10A048 Turbulence Ahead by Jim Davies, 10/20/2010

In yesterday's ZGBlog I noted that the recent frenzy of money printing has suprisingly not resulted in much change to the total supply of money (M3) and so there is currently no significant inflation, nor is any likely through 2011. It also pointed out that when government evaporates several years later it will take its money-printer with it, making inflation into an historical curiosity and allowing each of us to make rational plans for our futures. What, though, of the medium term, say the decade following 2011?

There's no shortage of doomsayers, who correctly point out that the FedGov's total debt is shown in the clock below (for which, thanks to zFacts.com, though they mistakenly call it the National Debt. It's the debt of the government, not the nation.) They say that since this nearly $14T debt is around four times the total the Feds receive in revenues each year, it is impossible to pay it off (even a 10% tax hike would pay only the interest on that $14T principal, leaving it unaffected) so quite soon there must be either "sovereign default" or else massive inflation.

The Gross National Debt

Why the latter? - because if someone owes a large sum, it's much to his advantage if the value of the "money" owed is reduced. Say he mortgaged a home for $300,000 but that within a few years inflation tripled his nominal salary (though not its purchasing power, of course.) It would then be much easier to pay off the $300K, using these low-value dollars. Inflation always favors debtors over creditors, which is why governments can get public support for it.

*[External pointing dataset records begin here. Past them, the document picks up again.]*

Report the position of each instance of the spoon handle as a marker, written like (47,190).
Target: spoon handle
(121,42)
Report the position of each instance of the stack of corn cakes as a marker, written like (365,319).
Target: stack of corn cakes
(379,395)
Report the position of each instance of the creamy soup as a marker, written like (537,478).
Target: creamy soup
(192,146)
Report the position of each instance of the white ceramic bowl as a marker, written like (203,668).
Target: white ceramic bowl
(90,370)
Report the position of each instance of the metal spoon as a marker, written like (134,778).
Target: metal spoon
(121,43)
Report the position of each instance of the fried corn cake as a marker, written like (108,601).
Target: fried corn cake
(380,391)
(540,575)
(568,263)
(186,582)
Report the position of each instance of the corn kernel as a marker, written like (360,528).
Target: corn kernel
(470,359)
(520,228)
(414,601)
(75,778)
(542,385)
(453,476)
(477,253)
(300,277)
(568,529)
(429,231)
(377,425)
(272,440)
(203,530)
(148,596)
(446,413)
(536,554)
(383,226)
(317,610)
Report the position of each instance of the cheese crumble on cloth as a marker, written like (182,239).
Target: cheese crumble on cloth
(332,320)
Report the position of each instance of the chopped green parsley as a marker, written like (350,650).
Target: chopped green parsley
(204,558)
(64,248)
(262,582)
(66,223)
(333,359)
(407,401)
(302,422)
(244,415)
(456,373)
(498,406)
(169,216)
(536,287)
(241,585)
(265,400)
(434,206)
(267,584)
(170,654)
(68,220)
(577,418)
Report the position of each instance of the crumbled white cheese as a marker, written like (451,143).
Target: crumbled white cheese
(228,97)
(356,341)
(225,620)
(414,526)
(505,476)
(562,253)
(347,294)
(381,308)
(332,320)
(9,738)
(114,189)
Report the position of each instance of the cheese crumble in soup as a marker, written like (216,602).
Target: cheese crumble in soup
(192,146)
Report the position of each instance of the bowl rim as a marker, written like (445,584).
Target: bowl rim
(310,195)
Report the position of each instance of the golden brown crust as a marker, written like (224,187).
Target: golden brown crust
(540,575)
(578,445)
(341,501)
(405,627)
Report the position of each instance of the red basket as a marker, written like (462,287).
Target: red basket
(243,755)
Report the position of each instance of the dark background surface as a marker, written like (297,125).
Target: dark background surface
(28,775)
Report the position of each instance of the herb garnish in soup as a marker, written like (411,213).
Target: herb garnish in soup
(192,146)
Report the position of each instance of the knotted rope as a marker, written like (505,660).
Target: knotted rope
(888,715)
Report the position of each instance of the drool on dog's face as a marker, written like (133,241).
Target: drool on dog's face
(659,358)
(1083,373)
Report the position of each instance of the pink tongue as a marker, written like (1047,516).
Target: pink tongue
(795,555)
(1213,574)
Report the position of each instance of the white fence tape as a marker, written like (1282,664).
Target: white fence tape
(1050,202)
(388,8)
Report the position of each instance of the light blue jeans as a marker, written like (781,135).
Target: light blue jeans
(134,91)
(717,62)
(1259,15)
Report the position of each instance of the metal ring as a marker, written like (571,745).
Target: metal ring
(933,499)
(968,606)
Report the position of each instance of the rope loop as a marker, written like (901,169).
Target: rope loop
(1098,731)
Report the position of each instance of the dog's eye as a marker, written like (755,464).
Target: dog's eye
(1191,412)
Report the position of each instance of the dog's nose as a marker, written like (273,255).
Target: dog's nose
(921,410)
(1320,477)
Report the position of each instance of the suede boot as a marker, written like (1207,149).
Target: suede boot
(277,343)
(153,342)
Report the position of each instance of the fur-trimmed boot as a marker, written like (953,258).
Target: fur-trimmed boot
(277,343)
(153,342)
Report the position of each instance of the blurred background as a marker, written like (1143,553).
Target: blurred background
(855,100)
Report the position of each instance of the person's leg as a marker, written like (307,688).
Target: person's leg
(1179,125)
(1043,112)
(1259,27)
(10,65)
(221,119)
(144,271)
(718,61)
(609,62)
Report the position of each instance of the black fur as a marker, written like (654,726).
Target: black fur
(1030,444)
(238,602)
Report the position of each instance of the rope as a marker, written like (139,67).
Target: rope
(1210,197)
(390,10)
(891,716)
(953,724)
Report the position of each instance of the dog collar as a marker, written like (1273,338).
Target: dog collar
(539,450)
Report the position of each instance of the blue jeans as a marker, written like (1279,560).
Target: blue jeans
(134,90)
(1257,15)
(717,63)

However, can governments pull this trick? - I'm not so sure. Perhaps they can if they own and operate their own central bank, but in America "money" is created by the flimflam of selling an IOU to the Federal Reserve. The Fed holds nearly half of that $14T total debt, as a result. So if for example the FedGov created a fresh $1.5 trillion to pay off Chinese creditors (so increasing the money supply by that amount and stimulating a 12.5% inflation rate) it would simultaneously add $1.5T to its debt to the Fed. The total debt would therefore not change. Because of the peculiar arrangement of the Federal Reserve, the above option of massive inflation does not seem to me available. (It may happen anyway, but it won't help the government reduce its debts.)

So that leaves the other option: "sovereign default." The FedGov would at some time admit it's in over its head and declare that it will not honor its obligations. Nobody will get paid; not the Chinese, not the pension-fund operators who depend on it for your retirement pay, not other real investors, and not the Fed. The chaos would be unprecedented. It's one consequence of allowing government to exist.